Tag Archives: Malawi Congress Party Member of Parliament Alexander Kusamba Dzonzi

Malawi’s external debt surpasses national budget; now at MK2.7 trillion

LILONGWE-(MaraviPost)-It is no longer a secret that Malawi’s total outstanding external debt has surpassed the country’s 2018/19 total budget.

According to the country’s financial statements as of end December 2017, the total public debt amounted to MK2.7 trillion. This accounted for 55 percent of Gross Domestic Product (GDP) with External Debt accounting for 29 percent (MK1.466 trillion1) and Domestic Debt accounting for 26 percent (K1.285 trillion) of GDP.

The top five external creditors include the World Bank, presented as the International Development Association (IDA), the African Development Bank, the International Monetary Fund, the People’s Republic of China and India.

While the IDA remains the largest creditor, bilateral donors India and China have increased their loans to the country in recent years.

Malawi also owes PTA Bank $242 million as at December 31 2017, a loan the Ministry of Finance has not indicated in the 2018/19 financial statement.

It is highly likely that the overall external debt is higher than what has been publicly declared by the government.

In addition, the 2018/2019 budget has a proposed expenditure of MK1.504 trillion against proposed revenues and grants of K1.261 trillion, meaning the budget has a built-in fiscal deficit of MK242.86 billion.

This deficit is 32 percent higher than last year’s fiscal deficit of MK183.621 billion. The government has proposed to pay for this deficit by borrowing.

Although foreign borrowing declined by MK86 billion, or 56 percent, net domestic borrowing is projected to increase by an unprecedented 474 percent from K30 billion revised at the mid-year to K176 billion. This is worrisome because the debt is growing faster at a rate many times the rate of revenue and economic growth.

In the 2018/19 financial year, the Malawi government will spend a projected K183 billion (3.4 percent of GDP) as interest payments for the debts.

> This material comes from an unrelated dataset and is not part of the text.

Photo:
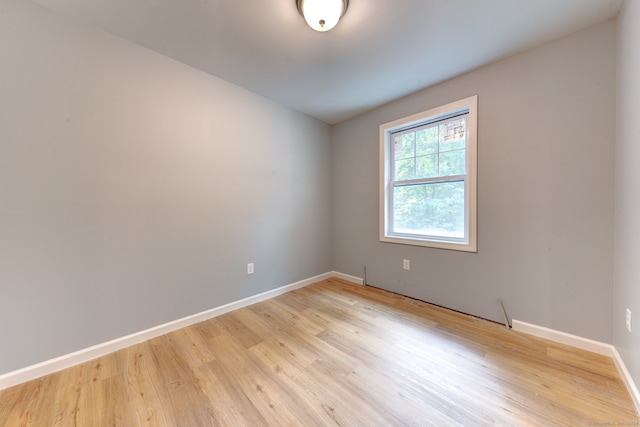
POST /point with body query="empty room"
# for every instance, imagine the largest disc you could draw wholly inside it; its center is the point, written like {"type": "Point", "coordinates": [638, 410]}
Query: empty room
{"type": "Point", "coordinates": [319, 212]}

Of this amount, MK14.3 billion is for foreign interest while MK168.6 billion is for domestic interest.

This high level of expenditure on domestic debt service has implications for government expenditure on social and productive sectors. The high interest repayments attracted by the huge debts are eroding the national budget.

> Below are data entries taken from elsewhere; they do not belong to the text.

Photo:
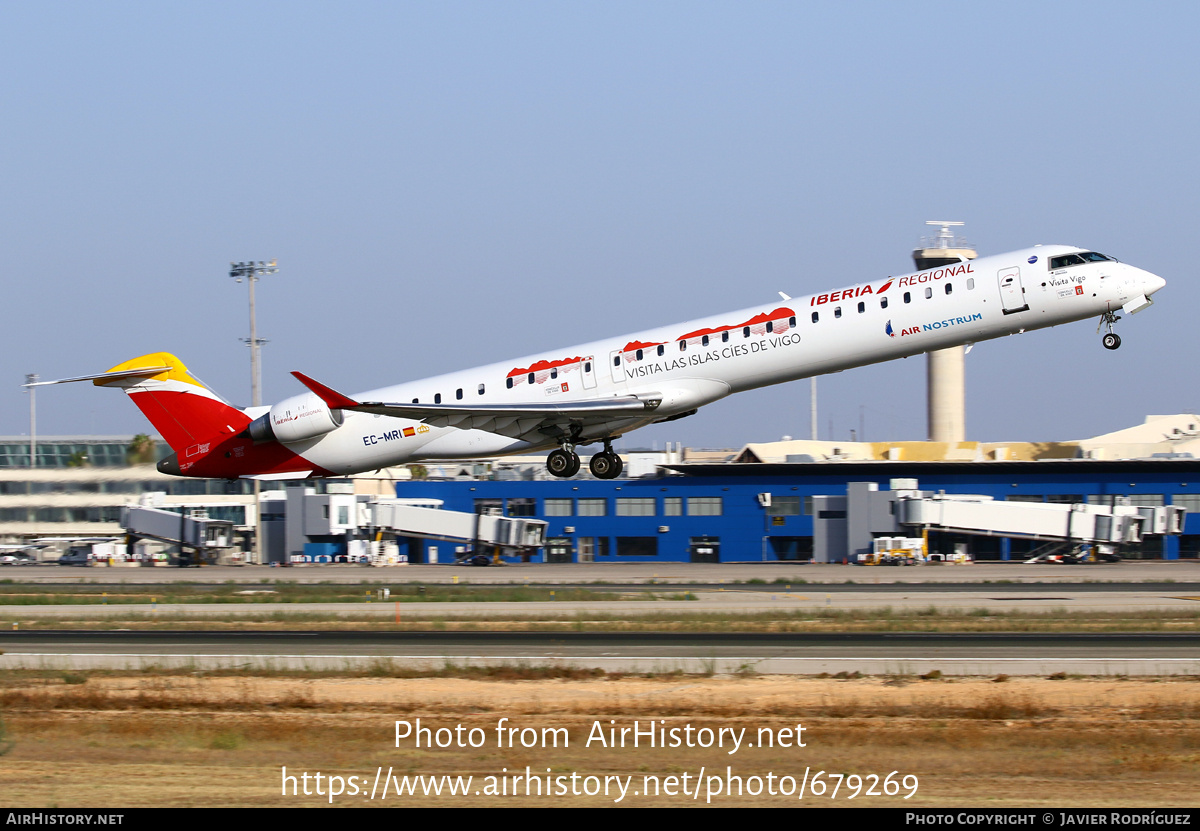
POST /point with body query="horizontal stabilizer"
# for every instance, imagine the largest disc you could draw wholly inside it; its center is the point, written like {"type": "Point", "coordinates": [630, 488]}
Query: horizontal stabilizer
{"type": "Point", "coordinates": [101, 377]}
{"type": "Point", "coordinates": [333, 399]}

The proposed allocation for debt payment equals the combined share of the economic and social sectors including Ministries of Agriculture, Health and Education.

Reducing the accumulation of new debt will free up resources to enable the government to increase expenditure on social and productive sectors in the medium to long term.

Economic commentators have since warned that the country is at risk of debt distress.

Malawi Congress Party Member of Parliament Alexander Kusamba Dzonzi confirmed the Daily Times that the country’s debt is more than the budget.

“This is very true. That is why [Minister of Finance] Goodall [Gondwe] has never produced a balance sheet for the budget because he does not want Malawians to know the magnitude of the government’s fiscal mismanagement. With public debt more than our revenue budget, it means we are insolvent as a country,” Dzonzi said

But Treasury spokesperson Davis Saddo played down the fears saying government is able to service its debts.

“Most of the loans that government is getting are concessional and not commercial. Their interest rates are softer compared to commercial loans,” Saddo said.

He, however, said any government loan is meant for development and before government is acquiring any loan it is first discussed in Parliament.